The sergeant approached the driver's side of the car and the detective walked up to the passenger's side, reaching into the car to make an arrest. The 45-year-old driver took off in reverse, dragging the officer and striking a police car, Tucker said. Both the detective and the sergeant fired their weapons, and the driver was shot in the leg and wrist and was hospitalized, police said.

The officer remained hospitalized in stable condition Tuesday night. The names of the officers were not immediately released.

"The detective was hit in the shoulder apparently by the shots that came from his colleague," Tucker said. "His mood was fine. For someone who's been shot, he was awake, he was alert."

A second suspect, a 51-year-old man, also was taken into custody at the scene. Police said they were looking for a third person, who fled from the car.

"Right now it's an active crime scene. We have not found a gun as of yet inside the car," said Robert Boyce, NYPD Chief of Detectives.

Mayor Bill de Blasio visited the injured detective at the hospital, thanking him for his service.

"Tonight's shooting is an important reminder of the critical and dangerous work our police department does each day," de Blasio said in a statement. "We're grateful the detective is doing well, and we wish him a safe and swift recovery."

Bri Brown, a woman who works at a bar near the shooting scene, told The New York Post she went outside when she saw people running past the bar.

"I heard a guy screaming 'I've been shot, I've been shot!

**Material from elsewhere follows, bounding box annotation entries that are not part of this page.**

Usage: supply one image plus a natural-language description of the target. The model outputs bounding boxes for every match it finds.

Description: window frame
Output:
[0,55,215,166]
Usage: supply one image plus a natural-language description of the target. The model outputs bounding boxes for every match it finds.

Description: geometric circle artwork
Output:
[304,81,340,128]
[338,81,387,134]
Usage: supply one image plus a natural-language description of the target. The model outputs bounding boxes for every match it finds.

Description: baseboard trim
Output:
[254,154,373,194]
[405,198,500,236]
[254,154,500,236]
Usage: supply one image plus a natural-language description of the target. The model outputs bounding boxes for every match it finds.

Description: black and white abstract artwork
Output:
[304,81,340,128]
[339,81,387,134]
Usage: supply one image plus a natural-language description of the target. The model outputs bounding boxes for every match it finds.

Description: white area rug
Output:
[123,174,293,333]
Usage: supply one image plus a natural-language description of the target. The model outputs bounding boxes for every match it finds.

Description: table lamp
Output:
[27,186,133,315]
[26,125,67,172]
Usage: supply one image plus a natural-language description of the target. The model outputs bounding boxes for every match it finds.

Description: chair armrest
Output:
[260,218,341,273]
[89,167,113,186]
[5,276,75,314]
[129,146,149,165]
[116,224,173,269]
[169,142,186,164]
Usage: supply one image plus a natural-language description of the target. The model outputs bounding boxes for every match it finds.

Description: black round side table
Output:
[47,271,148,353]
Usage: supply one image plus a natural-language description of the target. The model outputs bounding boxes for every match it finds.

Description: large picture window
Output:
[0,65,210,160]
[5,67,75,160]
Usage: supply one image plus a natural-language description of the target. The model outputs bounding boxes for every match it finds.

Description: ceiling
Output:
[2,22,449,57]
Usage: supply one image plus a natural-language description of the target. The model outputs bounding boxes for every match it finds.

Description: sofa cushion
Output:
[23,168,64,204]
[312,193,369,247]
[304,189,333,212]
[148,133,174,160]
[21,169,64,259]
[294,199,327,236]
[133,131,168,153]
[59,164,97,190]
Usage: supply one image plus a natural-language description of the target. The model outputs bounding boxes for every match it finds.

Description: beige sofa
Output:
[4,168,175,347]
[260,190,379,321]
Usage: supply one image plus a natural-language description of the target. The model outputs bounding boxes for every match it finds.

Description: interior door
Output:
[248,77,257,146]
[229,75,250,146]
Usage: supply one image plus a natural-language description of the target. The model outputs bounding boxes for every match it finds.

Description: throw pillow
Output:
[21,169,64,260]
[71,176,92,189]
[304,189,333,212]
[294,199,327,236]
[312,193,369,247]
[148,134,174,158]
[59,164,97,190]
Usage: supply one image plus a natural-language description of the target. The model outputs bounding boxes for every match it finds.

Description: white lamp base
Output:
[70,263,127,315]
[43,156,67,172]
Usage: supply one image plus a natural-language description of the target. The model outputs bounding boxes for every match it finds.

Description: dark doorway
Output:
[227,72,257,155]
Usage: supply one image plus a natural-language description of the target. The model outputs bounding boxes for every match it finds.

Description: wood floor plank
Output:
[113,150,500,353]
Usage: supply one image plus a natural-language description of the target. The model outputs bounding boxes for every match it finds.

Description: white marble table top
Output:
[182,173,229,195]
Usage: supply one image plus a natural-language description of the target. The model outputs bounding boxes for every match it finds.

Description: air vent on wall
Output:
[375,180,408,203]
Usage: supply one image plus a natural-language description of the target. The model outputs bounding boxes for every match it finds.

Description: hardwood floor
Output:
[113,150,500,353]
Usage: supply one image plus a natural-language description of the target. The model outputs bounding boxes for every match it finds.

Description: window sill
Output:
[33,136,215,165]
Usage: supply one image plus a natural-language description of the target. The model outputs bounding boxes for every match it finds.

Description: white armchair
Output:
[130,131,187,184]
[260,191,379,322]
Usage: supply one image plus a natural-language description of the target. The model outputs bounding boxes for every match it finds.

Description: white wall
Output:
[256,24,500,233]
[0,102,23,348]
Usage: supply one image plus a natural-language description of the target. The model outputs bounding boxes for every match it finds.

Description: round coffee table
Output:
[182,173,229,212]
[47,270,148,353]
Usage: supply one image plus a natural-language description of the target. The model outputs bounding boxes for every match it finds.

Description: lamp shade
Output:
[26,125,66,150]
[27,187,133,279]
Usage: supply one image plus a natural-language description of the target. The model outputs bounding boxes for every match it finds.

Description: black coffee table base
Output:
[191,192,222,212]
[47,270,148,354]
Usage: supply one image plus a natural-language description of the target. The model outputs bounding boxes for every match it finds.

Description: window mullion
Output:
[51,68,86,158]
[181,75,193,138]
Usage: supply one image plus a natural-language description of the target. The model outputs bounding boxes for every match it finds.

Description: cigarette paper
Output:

Call an officer, I've been shot!'" Brown said.

Suzanne King, 24, a nanny who lives on the corner, said she heard a sound like a crack.

"I didn't think anything of it until (the area) was stormed by cops," King told the Post. "Then I got scared. I saw one person on a stretcher get taken away by an ambulance."

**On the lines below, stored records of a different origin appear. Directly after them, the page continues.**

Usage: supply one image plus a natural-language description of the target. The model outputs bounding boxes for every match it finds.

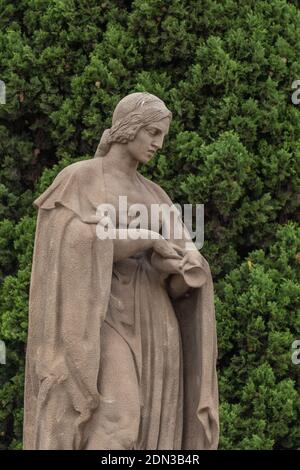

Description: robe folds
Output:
[23,158,219,450]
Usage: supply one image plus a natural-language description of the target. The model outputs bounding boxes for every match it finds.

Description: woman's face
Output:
[127,117,170,163]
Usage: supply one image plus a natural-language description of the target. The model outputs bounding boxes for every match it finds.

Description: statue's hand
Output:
[151,252,181,274]
[180,250,208,271]
[152,236,183,261]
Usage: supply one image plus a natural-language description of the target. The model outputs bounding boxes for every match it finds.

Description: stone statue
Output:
[24,93,219,450]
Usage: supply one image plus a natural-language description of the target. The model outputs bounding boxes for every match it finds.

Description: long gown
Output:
[87,252,183,449]
[24,158,218,450]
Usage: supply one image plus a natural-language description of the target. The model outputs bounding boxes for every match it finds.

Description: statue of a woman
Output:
[24,93,218,450]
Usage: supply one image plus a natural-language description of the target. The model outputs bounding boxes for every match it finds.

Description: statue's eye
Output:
[146,129,157,135]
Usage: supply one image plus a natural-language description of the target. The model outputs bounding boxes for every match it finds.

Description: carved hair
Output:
[95,92,172,157]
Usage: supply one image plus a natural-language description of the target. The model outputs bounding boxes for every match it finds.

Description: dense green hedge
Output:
[0,0,300,449]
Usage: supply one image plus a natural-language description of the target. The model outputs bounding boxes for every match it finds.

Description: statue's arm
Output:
[113,229,180,262]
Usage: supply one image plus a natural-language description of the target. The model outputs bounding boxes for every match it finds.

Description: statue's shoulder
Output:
[57,158,102,178]
[138,173,172,204]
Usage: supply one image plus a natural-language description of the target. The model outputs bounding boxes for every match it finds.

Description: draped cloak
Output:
[23,158,219,450]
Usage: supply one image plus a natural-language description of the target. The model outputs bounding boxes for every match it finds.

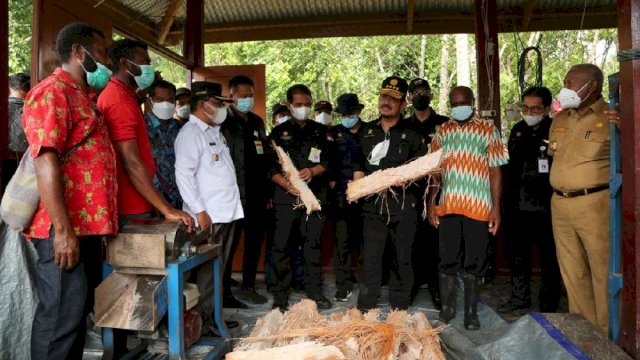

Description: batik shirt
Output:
[431,117,509,221]
[144,111,182,209]
[22,68,118,239]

The shooting marks the sixth time since January a New York City police officer has been shot in the line of duty.

"The work that our officers do is dangerous, it's unpredictable and so you have to expect the unexpected all the time," Tucker said.

Last month, two officers were shot during a confrontation with a gunman in Brooklyn. One of the officers was shot in his bullet-resistant vest and the other was struck in the hip.

A little more than two weeks before those two officers were shot, a pair of officers were shot and wounded while on patrol in a public housing stairwell in the Bronx. The gunman killed himself soon afterward, police said. In January, a police officer was wounded in the ankle by a police bullet as another officer exchanged gunfire with a suspect in a Bronx street brawl.